Azrou – Face aux pressions croissantes qui pèsent sur les cédraies et les parcours pastoraux du Moyen Atlas, chercheurs, éleveurs et représentants de la société civile ont débattu, le 20 juin à Azrou, des moyens de concilier préservation des écosystèmes, santé animale et développement des communautés locales. Organisée autour de l’approche « One Health » (« Une seule santé »), la rencontre entend promouvoir une gestion intégrée d’un territoire confronté aux effets du changement climatique et à la dégradation progressive de ses ressources naturelles.
Accueillie par le Centre d’Azrou pour le développement communautaire de l’Université Al Akhawayn, la conférence scientifique intitulée « Cédraies, parcours et communautés : l’approche One Health au service de la résilience du Moyen Atlas » a réuni des chercheurs, des gestionnaires des eaux et forêts, des associations et des représentants des communautés locales de Timahdite.

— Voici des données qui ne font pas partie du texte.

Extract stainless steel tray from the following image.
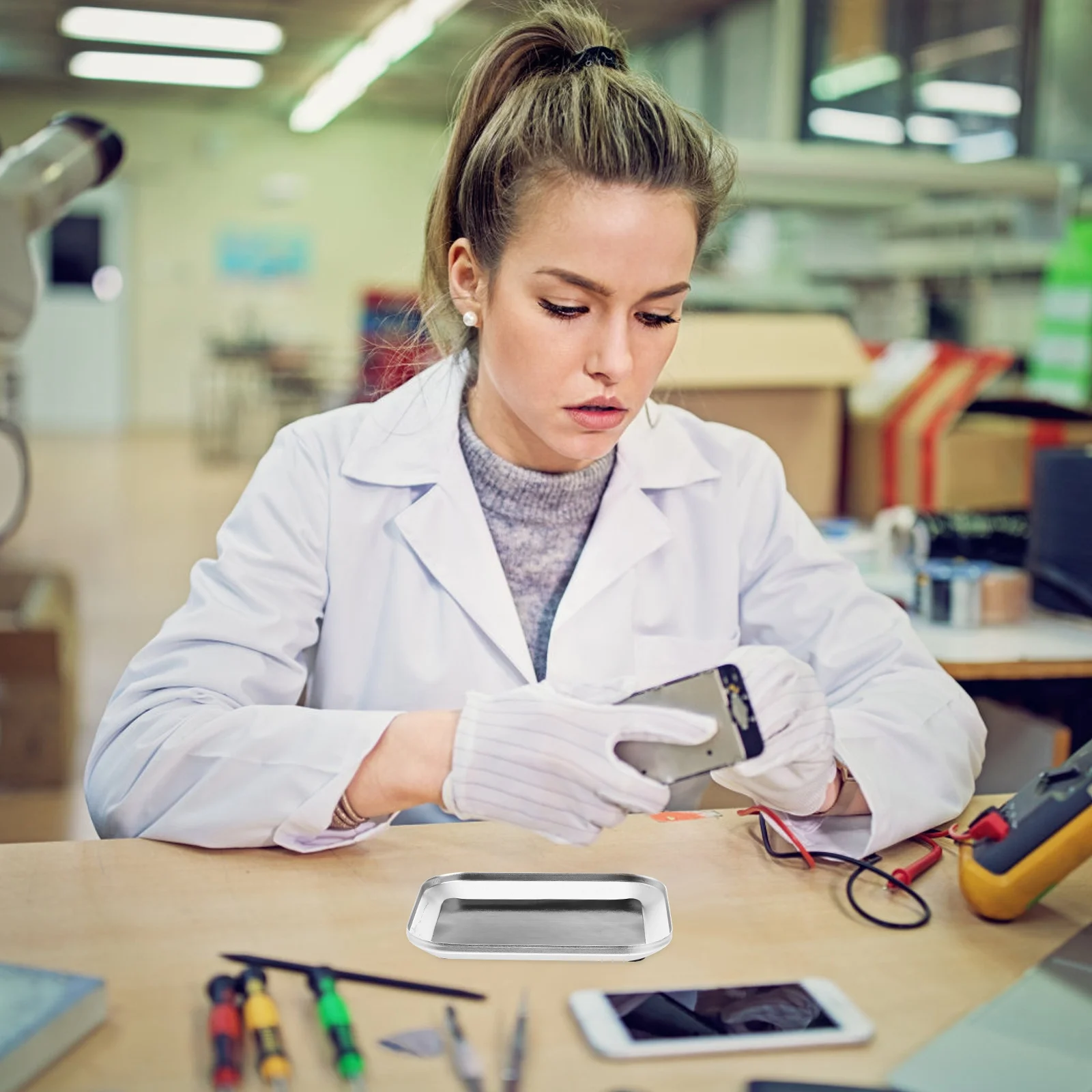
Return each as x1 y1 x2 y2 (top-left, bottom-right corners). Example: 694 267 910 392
406 872 672 960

L’événement a été organisé par l’Association Ibn Al Baytar, en collaboration avec l’Association One Health, la Coalition des Associations pour le Développement Global et Durable, le Centre d’Azrou pour le Développement Communautaire d’Al Akhawayn et l’Association Provinciale pour le Développement des Zones Montagneuses d’Ifrane. Il s’inscrit dans le cadre du projet « Valorisation et gestion durable de la biodiversité par la participation active et inclusive des communautés locales de Timahdite ».
Un patrimoine naturel confronté à de multiples défis
Le Moyen Atlas constitue l’un des principaux réservoirs de biodiversité du Maroc et un important château d’eau. Il abrite les plus vastes cédraies d’Afrique du Nord ainsi que de vastes parcours pastoraux qui assurent les moyens de subsistance de milliers de familles.
Ce patrimoine fait toutefois face à des défis grandissants. Changement climatique, surpâturage, dégradation des parcours, raréfaction des ressources en eau et mutations socio-économiques fragilisent progressivement les équilibres écologiques et les activités pastorales de la région.
Dans ce contexte, les organisateurs ont mis en avant l’approche One Health, qui repose sur le principe selon lequel la santé des écosystèmes, celle des animaux et celle des populations humaines sont étroitement liées. Selon cette approche, la préservation des cédraies contribue également à protéger les ressources en eau, l’élevage et, à terme, la sécurité alimentaire des communautés locales.
Deux conférences pour dresser un état des lieux
La matinée s’est articulée autour de deux conférences scientifiques.
La première, animée par Dr Rajae El Aoud, a présenté l’approche One Health comme un outil de gestion intégrée du développement durable. Son intervention a souligné la nécessité de rapprocher la gestion forestière, la santé animale et le bien-être des populations dans une stratégie commune, afin de sensibiliser les acteurs locaux et de dépasser les approches sectorielles.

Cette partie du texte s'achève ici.